The Russian agriculture ministry approved the basic provisions of the food aid program back in April 2013. The program’s concept is based on similar projects existing in the United States already for more than 80 years, for instance the SNAP/Food Stamp Program, the largest nutrition assistance program administered by the United States Department of Agriculture/. In 2012, about 78 billion U.S. dollars were spent to sponsor this program, which involved 46.6 million people.
In Russia, as many as 13 percent of the entire population, or 17.7 million people, live below the poverty line, with average monthly incomes of 6,827 roubles (slightly more than 200 U.S. dollars) or less. Some 26 billion roubles will be needed to finance daily food stamps to each of these people. Theoretically, the sum is not that big. So, regional administrations were tasked to elaborate key mechanisms and regulations of the Russian version of the American relief program.
Along with providing assistance to Russia’s low-income population, the program, according to its authors, is geared to support domestic farmers in conditions of the World Trade Organization’s (WTO) tough restrictions regulating state assistance to farmers.
Some details of the prospective experiment have already been outlined. So, the daily social catering ceiling was set at about 40 roubles (about one euro) per person, and that for targeted support - at about 30 roubles.
According to the agriculture ministry’s estimates, each participant region will have to spend 195.2 million roubles (about 4.5 million euro) a year to fund the pilot food assistance project that was planned to be enforced from September 1, 2013 till August 31, 2014. But, as a matter of fact, the project was never launched from September 1, most probably, because of the lack of sufficient financing in the regions, experts say.
The food stamp system was used in the former Soviet Union during the Second World War, in the period of economic recession and after the collapse of the Soviet Union in the early 1990s. Back then, it was a forced measure because of acute shortages of foodstuffs. Today, in the years of gastronomical plenty, many simply cannot afford a wholesome food basket.
Experts differ in their opinion of the potential advantages of the food stamp system.

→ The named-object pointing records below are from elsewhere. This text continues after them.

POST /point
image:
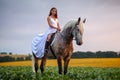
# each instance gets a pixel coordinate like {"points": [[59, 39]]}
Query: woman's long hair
{"points": [[56, 16]]}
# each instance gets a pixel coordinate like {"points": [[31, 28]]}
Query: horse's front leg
{"points": [[43, 62], [59, 60], [66, 62]]}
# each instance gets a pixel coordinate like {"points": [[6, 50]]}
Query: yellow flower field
{"points": [[85, 62]]}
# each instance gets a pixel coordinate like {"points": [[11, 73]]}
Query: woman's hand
{"points": [[58, 29]]}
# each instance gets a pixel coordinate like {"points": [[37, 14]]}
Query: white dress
{"points": [[38, 43]]}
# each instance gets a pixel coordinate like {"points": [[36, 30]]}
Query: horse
{"points": [[62, 45]]}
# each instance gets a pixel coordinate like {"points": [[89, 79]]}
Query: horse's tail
{"points": [[33, 62]]}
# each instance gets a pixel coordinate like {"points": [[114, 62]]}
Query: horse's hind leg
{"points": [[35, 63], [66, 62], [59, 60], [43, 62]]}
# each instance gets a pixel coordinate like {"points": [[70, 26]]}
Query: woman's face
{"points": [[54, 12]]}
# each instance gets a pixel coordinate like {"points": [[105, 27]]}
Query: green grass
{"points": [[51, 73]]}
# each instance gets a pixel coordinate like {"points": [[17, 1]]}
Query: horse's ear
{"points": [[79, 19], [84, 20]]}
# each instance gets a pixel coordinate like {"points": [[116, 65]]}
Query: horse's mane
{"points": [[68, 27], [70, 24]]}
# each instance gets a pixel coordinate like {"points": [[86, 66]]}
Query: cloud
{"points": [[21, 20]]}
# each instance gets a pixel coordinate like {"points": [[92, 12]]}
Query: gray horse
{"points": [[62, 45]]}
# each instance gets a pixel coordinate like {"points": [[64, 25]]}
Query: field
{"points": [[79, 69]]}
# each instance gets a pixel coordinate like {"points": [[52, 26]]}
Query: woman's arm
{"points": [[48, 19], [59, 28]]}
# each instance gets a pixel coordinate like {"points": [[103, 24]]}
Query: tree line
{"points": [[77, 54], [98, 54]]}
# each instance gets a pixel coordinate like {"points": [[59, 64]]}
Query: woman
{"points": [[38, 43]]}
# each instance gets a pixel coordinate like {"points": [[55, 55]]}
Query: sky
{"points": [[22, 20]]}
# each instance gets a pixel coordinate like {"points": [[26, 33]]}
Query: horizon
{"points": [[22, 20]]}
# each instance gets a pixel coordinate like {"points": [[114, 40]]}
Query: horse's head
{"points": [[78, 30]]}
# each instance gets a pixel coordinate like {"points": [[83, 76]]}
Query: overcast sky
{"points": [[22, 20]]}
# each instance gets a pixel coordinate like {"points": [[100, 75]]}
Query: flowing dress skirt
{"points": [[38, 44]]}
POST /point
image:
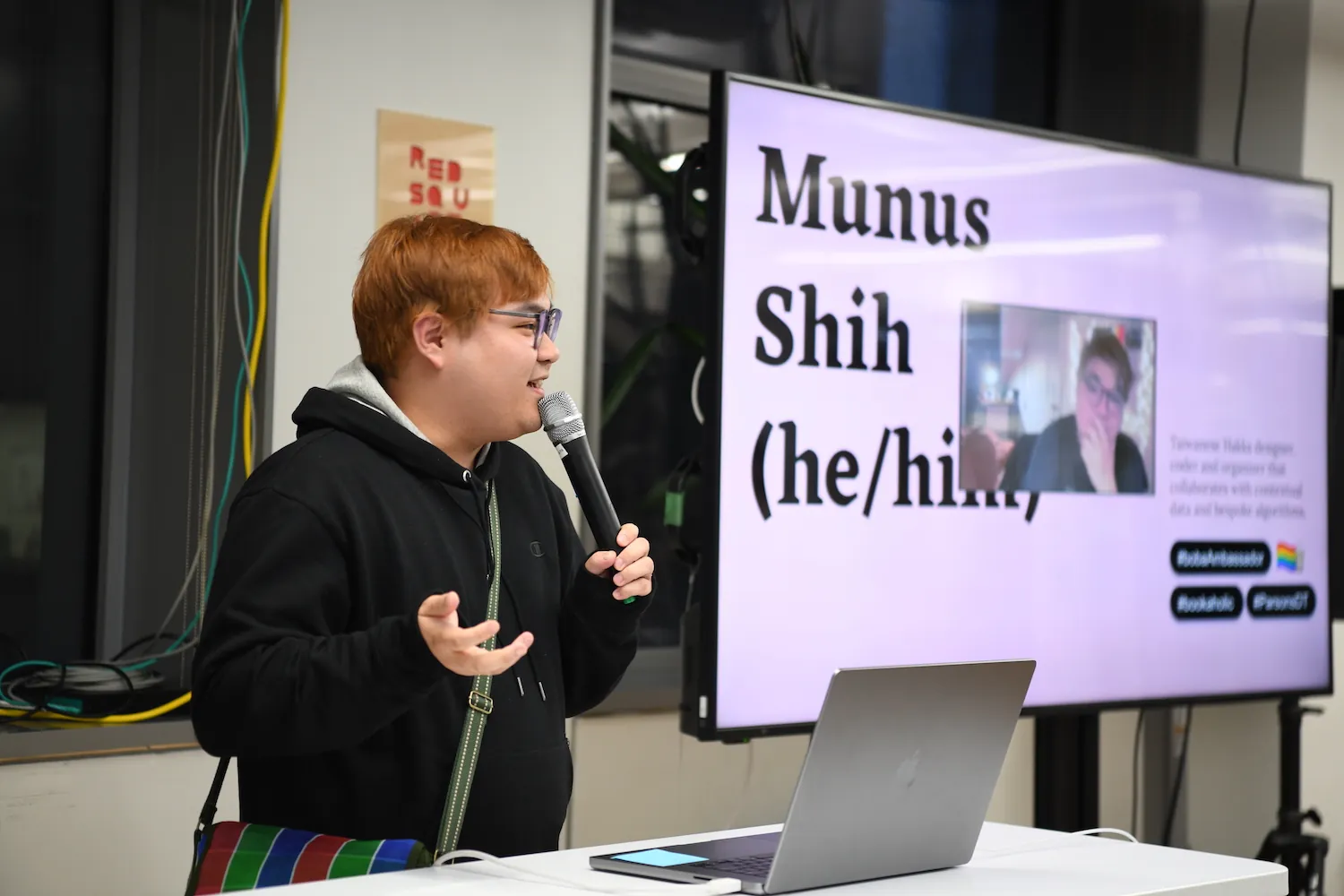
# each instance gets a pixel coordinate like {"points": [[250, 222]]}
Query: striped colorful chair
{"points": [[239, 856]]}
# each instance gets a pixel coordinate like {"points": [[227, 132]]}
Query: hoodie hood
{"points": [[357, 403]]}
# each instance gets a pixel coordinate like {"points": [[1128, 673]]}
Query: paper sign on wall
{"points": [[435, 166]]}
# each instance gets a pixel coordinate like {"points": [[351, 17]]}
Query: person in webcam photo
{"points": [[1086, 452]]}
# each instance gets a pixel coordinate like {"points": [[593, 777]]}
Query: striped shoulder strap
{"points": [[478, 710]]}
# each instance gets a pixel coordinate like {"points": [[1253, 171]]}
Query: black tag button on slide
{"points": [[1212, 602], [1281, 600]]}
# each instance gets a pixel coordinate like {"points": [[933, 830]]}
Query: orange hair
{"points": [[432, 263]]}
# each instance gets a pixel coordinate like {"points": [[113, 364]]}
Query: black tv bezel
{"points": [[699, 702]]}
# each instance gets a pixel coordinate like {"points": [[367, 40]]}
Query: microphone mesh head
{"points": [[561, 418]]}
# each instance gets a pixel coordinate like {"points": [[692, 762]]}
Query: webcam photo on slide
{"points": [[1055, 402]]}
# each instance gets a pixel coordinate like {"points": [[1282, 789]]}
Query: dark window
{"points": [[54, 167]]}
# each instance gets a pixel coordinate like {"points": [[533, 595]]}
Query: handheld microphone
{"points": [[564, 426]]}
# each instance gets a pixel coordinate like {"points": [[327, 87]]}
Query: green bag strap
{"points": [[478, 708]]}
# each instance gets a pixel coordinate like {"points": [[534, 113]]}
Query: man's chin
{"points": [[526, 425]]}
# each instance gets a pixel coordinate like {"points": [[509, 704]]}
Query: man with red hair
{"points": [[340, 653]]}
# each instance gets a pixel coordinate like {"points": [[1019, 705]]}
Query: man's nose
{"points": [[547, 351]]}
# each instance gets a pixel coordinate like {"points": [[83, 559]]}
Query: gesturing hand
{"points": [[633, 567], [1098, 450], [457, 648]]}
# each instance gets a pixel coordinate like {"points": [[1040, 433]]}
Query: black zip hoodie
{"points": [[312, 669]]}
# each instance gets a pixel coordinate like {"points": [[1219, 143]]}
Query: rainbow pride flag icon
{"points": [[1288, 557]]}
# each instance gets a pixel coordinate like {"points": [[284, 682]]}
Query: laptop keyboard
{"points": [[747, 866]]}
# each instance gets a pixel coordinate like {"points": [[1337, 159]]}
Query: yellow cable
{"points": [[254, 357], [107, 720], [265, 237]]}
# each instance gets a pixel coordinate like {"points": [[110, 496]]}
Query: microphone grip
{"points": [[591, 493]]}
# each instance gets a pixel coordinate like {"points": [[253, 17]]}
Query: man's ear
{"points": [[429, 335]]}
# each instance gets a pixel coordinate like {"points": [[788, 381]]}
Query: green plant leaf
{"points": [[632, 366]]}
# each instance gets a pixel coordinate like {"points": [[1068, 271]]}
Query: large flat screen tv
{"points": [[983, 392]]}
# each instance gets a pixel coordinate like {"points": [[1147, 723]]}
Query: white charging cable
{"points": [[719, 887], [1055, 841]]}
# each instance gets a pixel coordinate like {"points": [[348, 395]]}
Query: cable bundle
{"points": [[46, 689]]}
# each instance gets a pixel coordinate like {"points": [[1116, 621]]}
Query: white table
{"points": [[1050, 864]]}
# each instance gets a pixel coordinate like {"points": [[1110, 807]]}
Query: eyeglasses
{"points": [[1115, 401], [547, 323]]}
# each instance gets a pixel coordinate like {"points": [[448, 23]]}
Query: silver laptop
{"points": [[897, 780]]}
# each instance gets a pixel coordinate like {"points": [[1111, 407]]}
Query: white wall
{"points": [[121, 826], [1322, 158], [115, 826], [521, 66], [1234, 750]]}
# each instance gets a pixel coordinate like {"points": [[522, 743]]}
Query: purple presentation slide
{"points": [[988, 395]]}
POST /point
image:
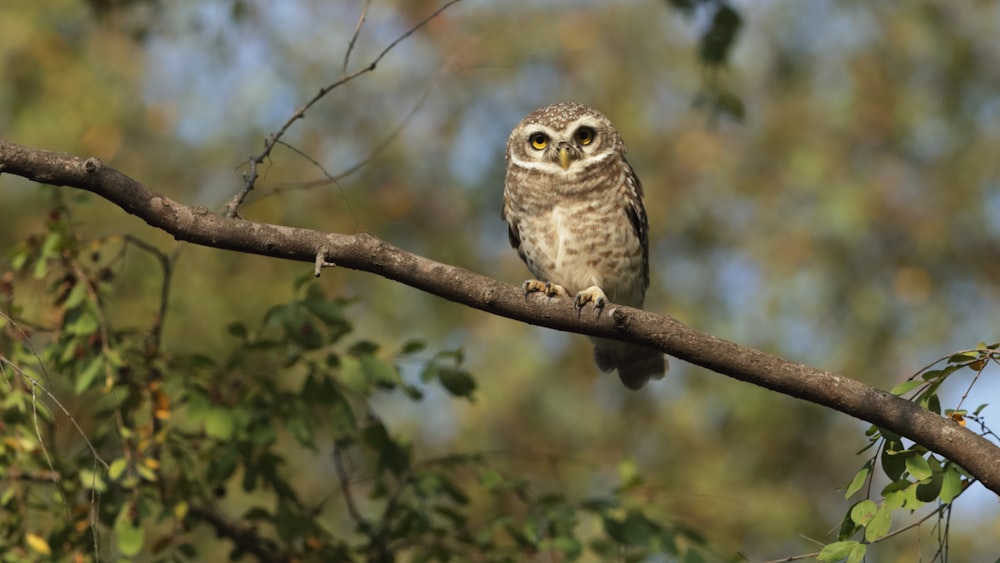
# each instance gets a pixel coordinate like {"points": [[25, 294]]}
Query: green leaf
{"points": [[412, 347], [458, 382], [128, 533], [352, 375], [951, 484], [116, 468], [863, 512], [848, 527], [929, 489], [963, 357], [490, 478], [76, 295], [238, 329], [80, 321], [92, 480], [894, 459], [918, 467], [859, 480], [879, 525], [379, 372], [836, 551], [219, 424], [857, 554], [894, 494], [637, 529], [906, 387], [89, 373]]}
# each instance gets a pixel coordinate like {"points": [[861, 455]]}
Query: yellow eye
{"points": [[538, 140]]}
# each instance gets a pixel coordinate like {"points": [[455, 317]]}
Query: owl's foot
{"points": [[592, 294], [548, 288]]}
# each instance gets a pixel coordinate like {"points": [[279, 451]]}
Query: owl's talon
{"points": [[592, 294], [548, 288]]}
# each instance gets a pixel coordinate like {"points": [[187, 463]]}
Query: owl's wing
{"points": [[512, 230], [637, 215]]}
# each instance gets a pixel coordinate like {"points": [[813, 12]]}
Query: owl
{"points": [[574, 213]]}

Thus, Yevgeny Yasin, director of sciences at the Higher School of Economics, who was Russian’s Economics Minister in the mid-1990s, was quite sceptical about social catering stamps. “It is all futile, it’s a waste of money, an attempt to demonstrate that the government is thinking about the poor in conditions of an economic crisis. Forty roubles a day is no solution to the problems of people who live below the poverty line. This money is not enough to help them rise above this line,” he told Itar-Tass. “Government support is needed not to the poor in general, but to those who need such support due to socially exclusive reasons, for instance, families with many children.”
Yevgeny Gontmakher, deputy director of the Russian Academy of Sciences’ Institute of the World Economy and International Relations, is of an opposite opinion. “Russia must finally implement the program of food assistance to the poor,” he said in an interview with Itar-Tass. “It has been discussed for years, it is a classical global model of social support to the low-income.” The key problem concerning this program, according to Gontmakher, is to verify incomes of its participants, since more than 30 million Russians, being engaged in shadow sectors of the economy, pay no taxes as officially unemployed. “It will be very difficult to check their incomes in Moscow and other big cities, but in regions, it seems quite possible to find out who does what - there is no way of cheating on local officials,” he noted. “Of course, mistakes are inevitable and it will take time to implement this program, but the country needs it.”